1.1 Why These Topics Are Important to Insurers
Insurers need to protect themselves from losses arising from random events that not only impact their balance sheet but threaten their solvency. Significant losses can result from a few large claims or even too many small claims. Insurers need tools to quantify these risks and seek adequate protection through risk management activities such as reinsurance and asset-liability management.
1.2 Types of Random Events
Common insurable random events and the losses they generate:
- Car accident: damages to vehicles, personal injury
- Storm, fire, or other hazards: partial or complete destruction of property
- Death: loss of financial support to family, loss of mortgage payments
- Illness (stroke, heart attack, cancer): costs of recovery, hired assistance, home modifications
- Short- or long-term disability: loss of income, additional medical expenses
1.3 Distinction Between Claim/Loss and Payment
In this course, claim and loss are used interchangeably. A payment is the amount the insurer pays after policy adjustments (deductible, limit, coinsurance) are applied to the claim/loss amount. For example, under a deductible, the insurer pays only the portion of the loss exceeding the deductible.
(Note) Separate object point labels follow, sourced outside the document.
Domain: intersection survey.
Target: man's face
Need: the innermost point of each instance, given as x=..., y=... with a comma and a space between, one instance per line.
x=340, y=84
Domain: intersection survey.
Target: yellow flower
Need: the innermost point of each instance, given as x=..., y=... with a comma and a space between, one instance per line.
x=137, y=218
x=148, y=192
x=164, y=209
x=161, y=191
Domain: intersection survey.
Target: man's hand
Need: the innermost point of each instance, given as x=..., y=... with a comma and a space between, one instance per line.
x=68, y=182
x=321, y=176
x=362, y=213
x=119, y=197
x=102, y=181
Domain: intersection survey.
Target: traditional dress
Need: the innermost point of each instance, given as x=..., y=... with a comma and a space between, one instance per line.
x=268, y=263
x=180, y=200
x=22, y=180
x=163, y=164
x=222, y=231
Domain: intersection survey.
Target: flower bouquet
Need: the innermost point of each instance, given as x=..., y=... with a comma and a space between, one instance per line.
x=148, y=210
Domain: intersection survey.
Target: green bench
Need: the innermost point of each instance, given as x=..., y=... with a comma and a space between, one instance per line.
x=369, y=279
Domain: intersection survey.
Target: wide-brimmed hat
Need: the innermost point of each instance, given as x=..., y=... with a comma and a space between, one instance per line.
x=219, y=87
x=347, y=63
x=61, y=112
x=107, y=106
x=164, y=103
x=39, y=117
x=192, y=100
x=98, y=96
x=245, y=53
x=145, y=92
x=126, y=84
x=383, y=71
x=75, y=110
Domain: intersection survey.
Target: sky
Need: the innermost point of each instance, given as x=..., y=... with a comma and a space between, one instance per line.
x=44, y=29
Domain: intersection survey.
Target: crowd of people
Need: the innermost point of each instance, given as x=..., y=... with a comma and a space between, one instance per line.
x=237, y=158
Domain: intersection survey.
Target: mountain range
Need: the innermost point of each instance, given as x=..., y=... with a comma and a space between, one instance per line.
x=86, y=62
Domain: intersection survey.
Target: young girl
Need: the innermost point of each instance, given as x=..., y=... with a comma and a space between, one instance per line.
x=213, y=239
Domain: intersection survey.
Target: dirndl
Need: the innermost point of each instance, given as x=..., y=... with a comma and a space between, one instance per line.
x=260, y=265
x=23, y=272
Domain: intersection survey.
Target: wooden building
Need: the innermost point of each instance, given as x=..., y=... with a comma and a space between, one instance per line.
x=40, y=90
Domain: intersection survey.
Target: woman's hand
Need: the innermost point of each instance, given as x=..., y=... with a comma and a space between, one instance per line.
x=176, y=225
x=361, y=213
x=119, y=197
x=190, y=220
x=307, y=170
1.4 Collective Risk Model for Aggregate Claim/Payment
The collective risk model models the aggregate claim over a given period by combining:
- Frequency model: the total number of claims from a portfolio (Chapter 3)
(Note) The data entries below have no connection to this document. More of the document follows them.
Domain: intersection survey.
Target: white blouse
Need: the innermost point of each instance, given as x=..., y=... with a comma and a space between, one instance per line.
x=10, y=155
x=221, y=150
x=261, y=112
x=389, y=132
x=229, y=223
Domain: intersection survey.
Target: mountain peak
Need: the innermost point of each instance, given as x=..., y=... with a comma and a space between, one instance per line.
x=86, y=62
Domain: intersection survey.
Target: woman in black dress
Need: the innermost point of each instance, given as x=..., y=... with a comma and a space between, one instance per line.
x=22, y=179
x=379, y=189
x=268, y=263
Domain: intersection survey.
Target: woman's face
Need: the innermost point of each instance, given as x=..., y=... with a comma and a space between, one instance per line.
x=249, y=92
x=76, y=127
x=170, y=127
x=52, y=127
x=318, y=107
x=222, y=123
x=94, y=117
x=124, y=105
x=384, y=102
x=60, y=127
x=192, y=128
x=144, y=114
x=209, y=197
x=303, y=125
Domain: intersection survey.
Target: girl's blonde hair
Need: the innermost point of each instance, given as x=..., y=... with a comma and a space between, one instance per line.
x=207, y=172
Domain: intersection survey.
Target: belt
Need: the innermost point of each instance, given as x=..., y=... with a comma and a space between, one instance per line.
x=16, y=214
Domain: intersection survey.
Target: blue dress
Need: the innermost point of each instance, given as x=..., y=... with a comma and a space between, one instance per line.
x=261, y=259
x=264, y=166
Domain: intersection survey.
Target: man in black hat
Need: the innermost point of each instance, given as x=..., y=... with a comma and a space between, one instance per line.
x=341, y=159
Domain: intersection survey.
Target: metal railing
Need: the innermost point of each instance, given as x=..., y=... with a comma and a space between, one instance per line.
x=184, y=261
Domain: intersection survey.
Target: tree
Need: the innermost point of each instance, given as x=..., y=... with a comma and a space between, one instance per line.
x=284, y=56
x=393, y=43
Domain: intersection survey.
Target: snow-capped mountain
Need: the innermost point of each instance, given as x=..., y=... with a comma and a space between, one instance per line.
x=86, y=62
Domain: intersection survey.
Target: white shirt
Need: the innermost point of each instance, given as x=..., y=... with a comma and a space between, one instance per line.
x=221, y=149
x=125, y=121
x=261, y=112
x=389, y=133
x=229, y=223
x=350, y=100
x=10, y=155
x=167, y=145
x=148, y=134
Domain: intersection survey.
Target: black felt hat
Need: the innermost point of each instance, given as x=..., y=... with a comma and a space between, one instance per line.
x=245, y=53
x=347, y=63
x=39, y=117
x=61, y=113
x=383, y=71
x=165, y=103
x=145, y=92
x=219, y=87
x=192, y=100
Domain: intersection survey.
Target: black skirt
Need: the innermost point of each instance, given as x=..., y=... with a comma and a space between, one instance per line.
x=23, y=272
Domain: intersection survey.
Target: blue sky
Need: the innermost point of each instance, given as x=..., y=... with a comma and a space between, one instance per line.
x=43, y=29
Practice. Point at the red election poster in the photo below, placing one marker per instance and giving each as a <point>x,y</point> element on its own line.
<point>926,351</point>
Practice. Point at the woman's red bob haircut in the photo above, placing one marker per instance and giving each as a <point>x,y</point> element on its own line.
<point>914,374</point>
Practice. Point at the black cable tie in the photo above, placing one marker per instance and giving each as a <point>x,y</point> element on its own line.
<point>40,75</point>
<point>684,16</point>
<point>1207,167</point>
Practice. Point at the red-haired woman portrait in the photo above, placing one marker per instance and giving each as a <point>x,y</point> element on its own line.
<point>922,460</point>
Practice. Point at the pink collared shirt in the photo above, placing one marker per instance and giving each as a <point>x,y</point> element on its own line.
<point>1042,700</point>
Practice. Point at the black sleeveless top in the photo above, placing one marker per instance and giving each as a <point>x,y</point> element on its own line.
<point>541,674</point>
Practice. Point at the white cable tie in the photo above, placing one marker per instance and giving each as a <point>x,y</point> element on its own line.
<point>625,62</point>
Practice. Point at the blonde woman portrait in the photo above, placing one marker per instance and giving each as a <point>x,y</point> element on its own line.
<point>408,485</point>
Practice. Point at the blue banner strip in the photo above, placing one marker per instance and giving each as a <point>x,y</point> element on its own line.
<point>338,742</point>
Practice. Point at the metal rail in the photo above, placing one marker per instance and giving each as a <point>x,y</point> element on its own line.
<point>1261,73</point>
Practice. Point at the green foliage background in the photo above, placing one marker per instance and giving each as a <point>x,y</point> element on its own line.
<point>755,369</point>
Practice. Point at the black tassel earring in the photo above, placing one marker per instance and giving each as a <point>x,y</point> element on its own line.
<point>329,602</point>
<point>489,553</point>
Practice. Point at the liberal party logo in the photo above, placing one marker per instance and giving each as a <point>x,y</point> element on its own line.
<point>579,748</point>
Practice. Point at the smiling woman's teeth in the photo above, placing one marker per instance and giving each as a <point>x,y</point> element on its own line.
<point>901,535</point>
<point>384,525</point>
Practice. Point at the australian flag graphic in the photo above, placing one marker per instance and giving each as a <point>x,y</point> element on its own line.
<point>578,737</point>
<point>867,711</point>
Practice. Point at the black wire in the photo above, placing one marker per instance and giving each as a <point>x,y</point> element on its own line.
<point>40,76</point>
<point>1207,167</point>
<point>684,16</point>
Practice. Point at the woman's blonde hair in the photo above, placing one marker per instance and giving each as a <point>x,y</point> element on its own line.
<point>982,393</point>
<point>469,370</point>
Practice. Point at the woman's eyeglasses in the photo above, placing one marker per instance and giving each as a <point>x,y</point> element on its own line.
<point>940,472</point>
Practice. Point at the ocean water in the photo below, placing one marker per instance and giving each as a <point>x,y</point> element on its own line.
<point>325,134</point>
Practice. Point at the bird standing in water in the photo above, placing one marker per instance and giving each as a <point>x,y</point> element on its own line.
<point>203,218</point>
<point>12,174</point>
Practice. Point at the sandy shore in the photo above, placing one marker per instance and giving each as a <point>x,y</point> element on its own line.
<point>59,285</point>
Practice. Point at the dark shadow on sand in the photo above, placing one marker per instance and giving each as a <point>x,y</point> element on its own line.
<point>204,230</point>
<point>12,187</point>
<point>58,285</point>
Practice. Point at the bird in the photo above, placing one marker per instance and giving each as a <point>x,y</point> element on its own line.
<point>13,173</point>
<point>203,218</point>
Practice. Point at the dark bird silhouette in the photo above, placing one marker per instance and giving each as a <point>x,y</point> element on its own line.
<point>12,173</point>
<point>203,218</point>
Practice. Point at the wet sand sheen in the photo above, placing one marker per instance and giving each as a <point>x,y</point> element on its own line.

- Severity model: the amount of each individual claim (Chapter 4)
- Aggregate model: the total claim, combining frequency and severity (Chapter 5)
Policy adjustments are factored in to model aggregate payments rather than raw losses.
Chapter 2: Review of Probability
Random variables (rvs) represent the randomness of insurance loss events. This course encounters three types: discrete, continuous, and mixed.
2.1 Discrete Random Variables
A discrete rv takes a finite or countable number of values. The probability mass function (pmf) of a discrete rv \(X\) taking values \(\{x_i\}_{i \in \mathbb{N}}\) is:
\[ p_i = P(X = x_i), \quad i \in \mathbb{N}. \]The cumulative distribution function (cdf) is:
\[ F(x) = P(X \leq x) = \sum_{i \in \mathbb{N}} p_i \mathbf{1}(x_i \leq x), \quad x \in \mathbb{R}, \]and the \(k\)th raw moment is \(E[X^k] = \sum_{i \in \mathbb{N}} (x_i)^k p_i\).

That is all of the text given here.